Second, fleabane daisy plants produce oils that fleas cannot stand.
But before you deal with a flea infestation with the help of fleabane daisy, it’s important to note that it is extremely toxic to pets.
The ingestion of the plant’s oils can result in accelerated heart rate, high blood pressure, liver damage, and even death. So, if you have a furry pal that might come into contact with fleabane daisy, don’t plant it.
Tips for growing fleabane daisy:
- Fleabane daisy is a wildflower. This means that it doesn’t need a lot of love and care to thrive. As a matter of fact, fleabane daisy plants would much rather you ignore them than give them attention all the time.
- The best type of soil for fleabane daisy is the well-draining kind.
- Make it a habit to remove wilted flowers as soon as possible. This will encourage the growth of new flowers. Speaking of which, fleabane daisy tends to bear more flowers, whose colors can range anywhere from white, lilac, to red-violet, in the spring and fall.
- When planting fleabane daisy plants in the yard, it’s a good idea to place them in pots to keep them from spreading uncontrollably. Needless to say, fleabane daisy is an invasive type of plant.
- It is perfectly fine to plant fleabane daisy in a pot and grow it indoors. However, to keep it in a compact and easy-to-manage state, consider pinching the terminal ends of the stalks. This will encourage it to grow bushy rather than towering — some species of fleabane daisy can grow up to two feet in height.
Other uses for fleabane daisy:
- Fleabane daisy is effective for mice, rats, ticks, flies, gnats and mosquitoes.
- Traditional healers use fleabane daisy to deal with bleeding ulcers, cough and clogged sinuses.
Many aromatherapy and spa treatments involve the use of lavender essential oil.
That’s because its smell can help relax the mind and soothe the body, too. While agreeable to humans, lavender is unbearable to fleas.
It’s due to this why growing some lavender plants indoors and outdoors can help make your life less stressful and free of fleas. The good news is that taking care of lavender is fairly easy.

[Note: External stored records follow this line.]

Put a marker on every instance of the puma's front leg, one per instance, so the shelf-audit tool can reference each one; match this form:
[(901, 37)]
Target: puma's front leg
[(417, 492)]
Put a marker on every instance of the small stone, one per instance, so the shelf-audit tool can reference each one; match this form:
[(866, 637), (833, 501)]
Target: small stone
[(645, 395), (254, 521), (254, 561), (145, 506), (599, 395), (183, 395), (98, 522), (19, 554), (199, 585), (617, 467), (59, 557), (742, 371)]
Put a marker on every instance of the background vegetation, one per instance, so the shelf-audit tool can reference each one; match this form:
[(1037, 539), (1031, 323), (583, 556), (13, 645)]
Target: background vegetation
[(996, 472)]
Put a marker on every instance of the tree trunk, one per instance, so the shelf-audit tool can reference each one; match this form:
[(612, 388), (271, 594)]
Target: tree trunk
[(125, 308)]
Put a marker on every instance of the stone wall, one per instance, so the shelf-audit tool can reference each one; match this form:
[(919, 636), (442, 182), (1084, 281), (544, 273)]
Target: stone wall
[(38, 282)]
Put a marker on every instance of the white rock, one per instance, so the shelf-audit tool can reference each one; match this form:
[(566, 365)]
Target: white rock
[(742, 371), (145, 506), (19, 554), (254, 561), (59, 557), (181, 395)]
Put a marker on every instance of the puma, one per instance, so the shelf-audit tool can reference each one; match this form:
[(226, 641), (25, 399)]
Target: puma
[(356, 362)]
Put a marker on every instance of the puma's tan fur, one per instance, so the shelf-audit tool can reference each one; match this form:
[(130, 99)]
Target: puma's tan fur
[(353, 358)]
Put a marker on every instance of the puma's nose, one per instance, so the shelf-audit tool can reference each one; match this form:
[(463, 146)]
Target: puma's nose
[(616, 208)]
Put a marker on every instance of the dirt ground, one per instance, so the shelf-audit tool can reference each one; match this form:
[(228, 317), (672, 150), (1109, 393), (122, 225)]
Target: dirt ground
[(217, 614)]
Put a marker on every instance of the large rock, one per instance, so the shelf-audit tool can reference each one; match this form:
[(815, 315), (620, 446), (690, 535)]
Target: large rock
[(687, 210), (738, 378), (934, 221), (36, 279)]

It’s true that lavender flowers are only around for a short time, but lavender leaves are present all year round — and they can repel fleas just as effectively as the blooms.
Tips for growing lavender:
- Consider getting your hands on seedling plants as it can take a long time before lavender seeds germinate. In some instances, it can take a month before they sprout. Especially if you cannot wait to rid your home of fleas, planting lavender seedling plants is the way to go.
- One of the nicest things about lavender plants is that they can tolerate an assortment of growing conditions. However, they prefer a sunny climate. After all, lavender is native to arid areas.
- Well-draining soil is the perfect type of soil for lavender plants since they hate too much moisture.
- Composting is a great idea — it encourages the flowers and leaves to produce more volatile oils. This means that your lavender plants will repel fleas more effectively. It’s also recommended to prune lavender plants on a regular basis. Besides keeping them looking neat, it will promote new growth, too.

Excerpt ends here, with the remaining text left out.